The Open Rights Group took the lead, laying out its concerns in an open letter to Secretary of State for the new Department of Science, Innovation & Technology Michelle Donelan, signed by 26 civil society groups representing a range of sectors.

In what it branded “a misguided attempt to demonstrate the benefits of post-Brexit freedoms”, the group maintained the UK Government was setting the country on “a dangerous path to further economic instability and the erosion of fundamental rights”.

At the heart of the matter, the letter focused on several key areas of concern, including changes to data protection impact assessments that remove the requirement to consult with consumers who are affected by high risk processing as well as lowering the threshold for organisations to refuse a subject access request.

It also criticised new powers to create additional legitimate grounds for processing data and a new list of exemptions from the purpose limitation principle, as well as the shake-up of the ICO.

By April, when the Bill had its second reading in Parliament, MPs from all parties had expressed major concerns about the reforms, with many claiming the proposed legislation did not go far enough in protecting consumers and others expressing doubts over how it would affect businesses.

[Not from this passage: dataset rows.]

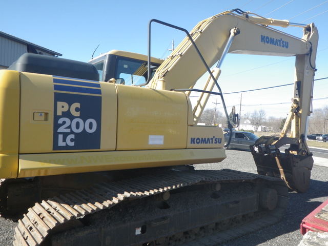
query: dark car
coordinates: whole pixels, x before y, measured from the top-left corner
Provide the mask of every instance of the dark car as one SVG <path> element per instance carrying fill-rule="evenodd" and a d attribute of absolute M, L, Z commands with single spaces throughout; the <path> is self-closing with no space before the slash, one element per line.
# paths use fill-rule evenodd
<path fill-rule="evenodd" d="M 225 144 L 229 141 L 230 134 L 230 132 L 224 134 Z M 254 145 L 258 138 L 256 135 L 251 132 L 232 132 L 231 141 L 228 148 L 250 150 L 250 146 Z"/>
<path fill-rule="evenodd" d="M 322 136 L 322 134 L 318 134 L 317 133 L 313 133 L 312 134 L 308 135 L 307 136 L 308 139 L 313 139 L 316 140 L 317 137 L 320 137 L 320 136 Z"/>
<path fill-rule="evenodd" d="M 317 140 L 320 140 L 323 141 L 324 142 L 326 142 L 327 138 L 328 138 L 328 134 L 324 134 L 321 136 L 319 136 L 318 137 L 317 137 L 316 139 Z"/>

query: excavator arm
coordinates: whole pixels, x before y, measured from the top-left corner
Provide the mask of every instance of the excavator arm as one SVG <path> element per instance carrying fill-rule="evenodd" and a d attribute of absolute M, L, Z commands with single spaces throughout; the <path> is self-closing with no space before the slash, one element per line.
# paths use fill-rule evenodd
<path fill-rule="evenodd" d="M 300 27 L 303 29 L 303 35 L 297 37 L 271 26 Z M 313 23 L 291 23 L 286 20 L 264 18 L 239 9 L 227 11 L 199 22 L 159 67 L 148 86 L 183 91 L 190 95 L 197 80 L 207 71 L 209 78 L 193 109 L 194 124 L 198 122 L 210 93 L 216 87 L 219 91 L 217 94 L 221 97 L 228 125 L 230 125 L 217 82 L 225 55 L 295 56 L 293 103 L 281 135 L 279 138 L 260 138 L 255 145 L 256 148 L 253 147 L 251 150 L 259 174 L 280 177 L 291 189 L 304 192 L 309 186 L 313 163 L 305 136 L 308 116 L 312 112 L 318 40 L 318 32 Z M 210 70 L 217 62 L 216 67 Z M 188 72 L 183 72 L 186 70 Z M 287 129 L 291 125 L 291 134 L 287 137 Z M 279 148 L 286 145 L 290 147 L 283 155 Z M 262 148 L 264 150 L 262 151 Z"/>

Even so, the Bill then passed to the committee stage, triggering further action from privacy groups who urged Brussels to rip up the UK’s data adequacy agreement immediately or EU consumers’ data protection rights would be under threat from a country that would be a “test lab” for experimental and abusive uses of data.

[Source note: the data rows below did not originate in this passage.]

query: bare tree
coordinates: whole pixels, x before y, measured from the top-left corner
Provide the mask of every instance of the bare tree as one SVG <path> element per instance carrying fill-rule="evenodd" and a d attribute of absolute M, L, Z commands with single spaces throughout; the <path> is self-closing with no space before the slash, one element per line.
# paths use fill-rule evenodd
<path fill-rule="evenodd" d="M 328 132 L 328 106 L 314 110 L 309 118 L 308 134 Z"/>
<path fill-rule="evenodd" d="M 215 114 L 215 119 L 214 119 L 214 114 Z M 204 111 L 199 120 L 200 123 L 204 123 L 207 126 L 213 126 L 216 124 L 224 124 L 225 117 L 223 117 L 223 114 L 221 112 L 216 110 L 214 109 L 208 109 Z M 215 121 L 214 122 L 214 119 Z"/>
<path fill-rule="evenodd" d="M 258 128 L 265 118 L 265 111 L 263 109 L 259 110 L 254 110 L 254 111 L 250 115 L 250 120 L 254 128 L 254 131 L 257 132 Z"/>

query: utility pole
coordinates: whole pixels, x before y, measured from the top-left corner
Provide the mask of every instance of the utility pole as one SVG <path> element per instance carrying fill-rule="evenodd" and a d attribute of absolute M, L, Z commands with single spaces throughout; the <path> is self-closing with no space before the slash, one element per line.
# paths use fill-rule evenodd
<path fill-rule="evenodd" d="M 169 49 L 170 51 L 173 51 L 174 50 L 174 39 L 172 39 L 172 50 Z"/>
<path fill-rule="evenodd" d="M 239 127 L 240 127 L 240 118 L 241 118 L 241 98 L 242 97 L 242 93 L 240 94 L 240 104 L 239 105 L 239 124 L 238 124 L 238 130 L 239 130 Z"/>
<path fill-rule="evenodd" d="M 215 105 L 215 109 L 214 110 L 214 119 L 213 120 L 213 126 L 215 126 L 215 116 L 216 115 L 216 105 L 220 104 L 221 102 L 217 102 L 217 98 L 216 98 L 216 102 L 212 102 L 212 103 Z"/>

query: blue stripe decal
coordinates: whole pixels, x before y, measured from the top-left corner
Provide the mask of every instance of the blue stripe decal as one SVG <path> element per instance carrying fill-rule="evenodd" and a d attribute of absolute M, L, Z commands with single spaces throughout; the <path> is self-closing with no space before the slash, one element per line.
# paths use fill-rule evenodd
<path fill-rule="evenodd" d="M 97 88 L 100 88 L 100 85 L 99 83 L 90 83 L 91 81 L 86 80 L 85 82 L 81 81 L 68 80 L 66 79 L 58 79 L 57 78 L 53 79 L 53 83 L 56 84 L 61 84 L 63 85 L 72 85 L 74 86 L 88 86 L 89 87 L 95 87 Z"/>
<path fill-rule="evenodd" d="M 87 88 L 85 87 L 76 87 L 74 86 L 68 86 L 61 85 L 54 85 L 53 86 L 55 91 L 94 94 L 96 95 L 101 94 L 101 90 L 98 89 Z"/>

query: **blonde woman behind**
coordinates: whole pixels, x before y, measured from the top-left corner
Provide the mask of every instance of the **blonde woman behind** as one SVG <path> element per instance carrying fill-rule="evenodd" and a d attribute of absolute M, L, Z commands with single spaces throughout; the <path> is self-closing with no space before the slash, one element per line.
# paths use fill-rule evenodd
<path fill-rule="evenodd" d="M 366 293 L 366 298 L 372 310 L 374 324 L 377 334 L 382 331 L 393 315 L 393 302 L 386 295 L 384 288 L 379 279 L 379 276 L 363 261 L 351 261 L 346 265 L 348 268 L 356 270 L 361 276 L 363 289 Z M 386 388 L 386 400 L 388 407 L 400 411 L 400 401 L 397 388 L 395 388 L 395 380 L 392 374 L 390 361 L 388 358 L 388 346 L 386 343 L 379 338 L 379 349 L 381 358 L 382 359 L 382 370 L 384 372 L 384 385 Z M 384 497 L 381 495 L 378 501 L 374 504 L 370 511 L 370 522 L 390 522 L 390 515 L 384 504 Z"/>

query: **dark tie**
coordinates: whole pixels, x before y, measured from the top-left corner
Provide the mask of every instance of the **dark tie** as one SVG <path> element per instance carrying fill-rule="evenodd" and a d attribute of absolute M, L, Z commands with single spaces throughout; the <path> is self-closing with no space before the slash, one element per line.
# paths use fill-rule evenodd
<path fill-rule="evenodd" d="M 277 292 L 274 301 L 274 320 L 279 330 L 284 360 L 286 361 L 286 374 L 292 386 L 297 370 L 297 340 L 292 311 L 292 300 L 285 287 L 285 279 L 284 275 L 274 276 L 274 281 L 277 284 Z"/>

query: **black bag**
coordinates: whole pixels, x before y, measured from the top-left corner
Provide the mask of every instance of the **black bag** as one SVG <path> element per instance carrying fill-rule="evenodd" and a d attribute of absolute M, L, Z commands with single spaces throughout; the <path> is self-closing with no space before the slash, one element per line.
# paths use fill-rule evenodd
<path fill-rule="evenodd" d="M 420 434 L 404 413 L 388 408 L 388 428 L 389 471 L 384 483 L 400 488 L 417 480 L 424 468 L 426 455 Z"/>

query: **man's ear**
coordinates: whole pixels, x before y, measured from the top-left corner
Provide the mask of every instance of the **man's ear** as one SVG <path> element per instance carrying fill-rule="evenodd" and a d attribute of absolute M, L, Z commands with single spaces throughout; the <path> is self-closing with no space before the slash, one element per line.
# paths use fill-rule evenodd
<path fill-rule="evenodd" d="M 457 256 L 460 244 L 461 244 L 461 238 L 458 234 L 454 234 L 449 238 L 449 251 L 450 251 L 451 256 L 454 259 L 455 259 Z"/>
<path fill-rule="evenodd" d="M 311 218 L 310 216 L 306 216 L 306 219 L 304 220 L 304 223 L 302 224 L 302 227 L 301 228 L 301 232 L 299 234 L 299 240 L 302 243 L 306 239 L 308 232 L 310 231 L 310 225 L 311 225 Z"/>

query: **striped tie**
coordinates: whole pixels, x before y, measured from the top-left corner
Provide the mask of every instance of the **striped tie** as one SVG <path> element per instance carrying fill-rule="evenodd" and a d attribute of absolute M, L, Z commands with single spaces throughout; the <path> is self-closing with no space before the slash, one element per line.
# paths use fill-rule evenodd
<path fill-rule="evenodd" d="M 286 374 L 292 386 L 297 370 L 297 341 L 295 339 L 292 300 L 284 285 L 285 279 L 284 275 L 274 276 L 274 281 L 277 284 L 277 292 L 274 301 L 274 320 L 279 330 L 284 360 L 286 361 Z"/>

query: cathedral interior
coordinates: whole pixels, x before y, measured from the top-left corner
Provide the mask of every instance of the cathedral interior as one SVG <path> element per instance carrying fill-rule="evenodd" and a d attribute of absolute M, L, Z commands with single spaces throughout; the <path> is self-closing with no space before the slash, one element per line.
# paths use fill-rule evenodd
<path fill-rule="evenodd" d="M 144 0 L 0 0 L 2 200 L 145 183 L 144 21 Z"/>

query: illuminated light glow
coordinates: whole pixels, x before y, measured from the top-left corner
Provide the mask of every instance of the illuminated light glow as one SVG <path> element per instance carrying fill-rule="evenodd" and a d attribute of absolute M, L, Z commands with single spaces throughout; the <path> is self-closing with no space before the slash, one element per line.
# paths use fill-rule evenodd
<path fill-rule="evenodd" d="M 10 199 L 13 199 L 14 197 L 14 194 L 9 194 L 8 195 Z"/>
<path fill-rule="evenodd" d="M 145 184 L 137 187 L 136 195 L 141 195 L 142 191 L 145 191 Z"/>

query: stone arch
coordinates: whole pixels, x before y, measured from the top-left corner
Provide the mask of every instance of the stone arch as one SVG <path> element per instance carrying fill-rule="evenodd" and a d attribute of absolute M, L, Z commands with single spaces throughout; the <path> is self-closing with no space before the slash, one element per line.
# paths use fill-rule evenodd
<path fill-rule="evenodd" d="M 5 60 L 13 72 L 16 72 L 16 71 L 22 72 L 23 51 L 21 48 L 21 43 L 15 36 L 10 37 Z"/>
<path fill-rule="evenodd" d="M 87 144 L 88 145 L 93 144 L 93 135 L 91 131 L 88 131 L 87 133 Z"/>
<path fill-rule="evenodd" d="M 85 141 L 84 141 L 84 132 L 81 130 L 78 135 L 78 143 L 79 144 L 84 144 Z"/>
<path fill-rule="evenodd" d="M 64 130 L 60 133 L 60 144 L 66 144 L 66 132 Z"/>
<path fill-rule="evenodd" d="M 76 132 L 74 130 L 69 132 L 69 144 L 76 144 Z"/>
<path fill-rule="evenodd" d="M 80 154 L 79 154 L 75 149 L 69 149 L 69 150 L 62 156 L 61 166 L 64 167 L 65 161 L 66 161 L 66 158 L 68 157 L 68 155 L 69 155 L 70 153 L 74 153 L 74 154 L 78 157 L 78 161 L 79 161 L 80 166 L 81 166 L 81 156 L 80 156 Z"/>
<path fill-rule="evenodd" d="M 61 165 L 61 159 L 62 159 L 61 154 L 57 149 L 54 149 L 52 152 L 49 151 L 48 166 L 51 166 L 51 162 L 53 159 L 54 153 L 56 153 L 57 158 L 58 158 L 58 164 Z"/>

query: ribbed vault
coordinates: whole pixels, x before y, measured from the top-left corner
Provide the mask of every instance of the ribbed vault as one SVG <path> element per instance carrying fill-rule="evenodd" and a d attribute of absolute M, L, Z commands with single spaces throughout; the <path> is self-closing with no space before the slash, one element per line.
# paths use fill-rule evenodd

The DMA then waded in, calling on the Government to get the data reforms through Parliament “without hesitation”, citing a study which showed the vast majority of SMEs want UK GDPR overhauled because it is stunting their marketing operations.

The trade body, which originally opposed many elements of the Bill before it was asked to contribute to the revised version, maintained small business owners wanted and needed regulation that was fit for purpose to help the digital economy grow and evolve.

The study revealed that two thirds of SMEs supported updated and modernised data privacy regulation, while nearly a third claimed GDPR had caused them to get rid of a lot of their customer database.

However, there is now a new spanner in the works following the so-called “third reading” of the Bill in the House of Commons, which saw hundreds of last minute amendments rushed through “without proper scrutiny”.

The amendments, which faced heavy criticism, include changes to the rules on direct marketing in elections, meaning politicians only need a “soft opt-in”; a reduction in consumers’ rights over subject access requests, and, even more controversially, giving the Government extensive powers to access to the bank accounts of benefit claimants in an attempt to cut fraud.

In fact, Labour MP for Rhondda Sir Chris Bryant urged the House to re-commit the Bill to a public committee due to the huge number of amendments tabled at the 11th-hour.

His demands were voted down and the Bill was waved through but it now faces the prospect of long delays as the House of Lords is forced to scrutinise each amendment – all 240 of them.

As Bryant concluded: “I feel ashamed to say it, but I hope the Lords are able to do the line-by-line scrutiny that we have been prevented from doing today.”

This means the Bill is now likely to “ping-pong” between the Commons and Lords for months, and with a General Election due to be called some time next year, the Data Protection & Digital Information Bill (No.2) appears far from a done deal.

In the meantime, last year’s advice to marketers to “keep calm and carry on” would seem to be just as relevant for the coming year, too.